Dikala itulah kepanikan istri memuncak. Tak heran seorang oknum perempuan bernama Fitri (30) bertindak nekad. Warga Batri, Desa Kaballangan, Kecamatan Duampanua, Kabupaten Pinrang, Sulawesi Selatan itu menggebuk imam saat memimpin Salat Dzuhur.
Peristiwa naas tersebut terjadi di Masjid Nurul Huda desa setempat, Senin 22/9/2020 yang lalu. Pelaku memukul Imam bernama Asgan (47) tersebut menggunakan kayu balok saat sedang sujud pada rakaat pertama.
Hantaman pas mengenai punggungnya. Meskipun sang Imam telah terjatuh, ibu muda itu masih mau memukulnya. Beruntung korban berhasil menangkisnya.
Kisah itu terjadi gara-gara Fitri sakit hati kepada sang Imam karena telah menikahkan suaminya dengan wanita lain tanpa sepengetahuannya.
Akibat penganiayaaan tersebut, korban mengalami patah tulang jari manisnya.
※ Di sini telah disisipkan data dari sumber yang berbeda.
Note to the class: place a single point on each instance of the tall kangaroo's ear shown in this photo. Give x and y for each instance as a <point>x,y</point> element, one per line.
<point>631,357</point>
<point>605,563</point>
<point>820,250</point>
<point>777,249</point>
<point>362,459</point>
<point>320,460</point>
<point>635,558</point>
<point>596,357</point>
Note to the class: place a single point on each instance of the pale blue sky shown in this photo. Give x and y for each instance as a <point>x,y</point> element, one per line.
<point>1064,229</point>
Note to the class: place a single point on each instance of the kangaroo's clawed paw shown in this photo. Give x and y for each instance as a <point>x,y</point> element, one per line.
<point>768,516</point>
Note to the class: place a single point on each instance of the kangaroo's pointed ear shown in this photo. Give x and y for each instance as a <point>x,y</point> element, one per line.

Sementara Fitri terpaksa berurusan dengan aparat hukum.
Membaca berita sosok.grid.id ini mengingatkan saya pada banyak cerita tentang tindakan nekad para istri dimadu.
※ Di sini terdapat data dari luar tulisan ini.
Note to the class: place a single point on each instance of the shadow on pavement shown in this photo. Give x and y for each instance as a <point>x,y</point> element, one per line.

Semasa saya remaja, Nenekku sering berkisah, saat beliau berusia 23 tahun, dirinya pernah dipoligami.
Suatu senja, suaminya pulang dari berjualan. Sebelum melanjutkan tujuannya ke rumah isteri ke dua, sang suami mampir ke kediaman nenek, mengantarkan beberapa biji kelapa.
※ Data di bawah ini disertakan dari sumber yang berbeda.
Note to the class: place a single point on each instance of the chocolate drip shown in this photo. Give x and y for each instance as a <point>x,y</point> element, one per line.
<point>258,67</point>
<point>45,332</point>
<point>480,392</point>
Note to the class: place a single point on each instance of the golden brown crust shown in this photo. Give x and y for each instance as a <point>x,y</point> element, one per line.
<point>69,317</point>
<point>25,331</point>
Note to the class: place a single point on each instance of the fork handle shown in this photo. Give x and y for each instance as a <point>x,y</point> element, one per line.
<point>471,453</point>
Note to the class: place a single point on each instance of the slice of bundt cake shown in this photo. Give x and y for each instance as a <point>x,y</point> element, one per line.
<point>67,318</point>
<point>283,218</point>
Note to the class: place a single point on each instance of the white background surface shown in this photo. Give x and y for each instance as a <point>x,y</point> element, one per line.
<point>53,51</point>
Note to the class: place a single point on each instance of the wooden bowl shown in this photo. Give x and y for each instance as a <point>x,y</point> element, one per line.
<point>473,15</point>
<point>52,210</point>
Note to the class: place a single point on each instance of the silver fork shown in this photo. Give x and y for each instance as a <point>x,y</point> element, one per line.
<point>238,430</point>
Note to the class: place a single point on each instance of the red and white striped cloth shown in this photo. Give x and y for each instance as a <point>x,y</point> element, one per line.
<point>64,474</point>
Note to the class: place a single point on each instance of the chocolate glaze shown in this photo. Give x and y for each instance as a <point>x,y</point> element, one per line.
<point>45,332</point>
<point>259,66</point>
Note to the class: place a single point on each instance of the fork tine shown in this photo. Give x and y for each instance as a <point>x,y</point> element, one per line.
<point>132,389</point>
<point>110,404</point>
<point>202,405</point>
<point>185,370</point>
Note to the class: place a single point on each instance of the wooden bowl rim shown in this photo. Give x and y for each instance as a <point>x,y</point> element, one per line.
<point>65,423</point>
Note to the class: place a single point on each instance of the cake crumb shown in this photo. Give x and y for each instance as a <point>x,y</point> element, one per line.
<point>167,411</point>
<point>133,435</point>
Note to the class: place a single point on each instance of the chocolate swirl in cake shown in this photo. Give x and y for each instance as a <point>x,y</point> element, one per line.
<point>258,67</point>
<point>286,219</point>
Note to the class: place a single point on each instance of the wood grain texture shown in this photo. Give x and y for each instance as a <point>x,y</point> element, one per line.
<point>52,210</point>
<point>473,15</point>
Tanpa pikir panjang, saat itu juga perempuan yang sedang dikuasai amarah itu membuang kelapa tersebut ke dalam sungai, yang berjarak kira-kira 100 meter dari kediaman beliau.
Sedihnya, beliau baru 3 hari habis melahirkan. Tubuhnya masih lemas. Maklum orang zaman old. Lahirannya cuman dibantu dukun kampung. Tak ada tambahan obat dan vitamin apapun.
Pesan nenek kepada kami anak cucu perempuannya, kalau memilih jodoh jangan suami orang. Tidak perlu gagah, kaya, dan berpangkat. Yang penting kasih sayangnya tidak terbagi-bagi. Dimadu itu sangat sakit. Itulah racun dunia.
Kepada keturunan lelakinya beliau bertututur, “Sebelum menikah, pastikan calon jodoh kalian perempuan baik-baik. Supaya tidak bermasalah di kemudian hari.
“Andai ada perselisihan dalam rumah tangga, bicarakan dengan kepala dingin. Sekiranya tak tiada kecocokan lagi, kembalikan anak orang kepada ibu bapa dan keluarganya secara terhormat. Kemudian baru rencanakan menikah lagi. Jangan kalian hanya pandai jadi laki, tapi tidak jantan."
Lain kisah nenek saya, beda pula cerita Nenek Rahmah bukan nama sebenarnya. Beliau dimadu pada usia tiga puluhan. Saat istri muda dan suaminya menandangi mertua, Nenek Ramah nyelonong masuk rumah. Terus melemparkan tamu tersebut pakai kotoran sapi.
Begitu dahsyatnya efek tekanan batin yang dialami oknum istri yang dimadu. Mereka stress, mudah dikuasai emosi, sampai gelap mata melakukan tindakan di luar kewarasan.
Meski dalam Islam poligami itu dibolehkan, hanya sedikit perempuan yang rela berbagi cinta dengan wanita lain. Entah alasan mematuhi ajaran agama, atau dilatarbelakangi harta. Allahu alam bish shawab. Mereka dan Tuhanlah yang tahu.
Ada pula istri yang menerima karena terpaksa. Suaminya memberi sinyal merah. Dimadu atau berpisah.
Keduanya ada konsekwensinya. Pilih bercerai, risikonya anak-anak masih kecil-kecil, sumber nafkah satu-satunya berasal dari suami, dan pertimbangan lainnya.
Sepanjang pengalaman saya, sebagian besar wanita tidak siap diduakan. Tidak sedikit mereka memilih bercerai daripada berkongsi dan bergilir suami.
Syukur, kalau suami yang mau mengalah. Dia mengakhiri pernikahannya dengan istri ke dua. Come back to yang pertama.
Bagaimanapun, hati istri yang telah terlukai susah obat untuk dicari. Renungkanlah wahai para suami dan juga istri. Tiada asap kalau tak ada api.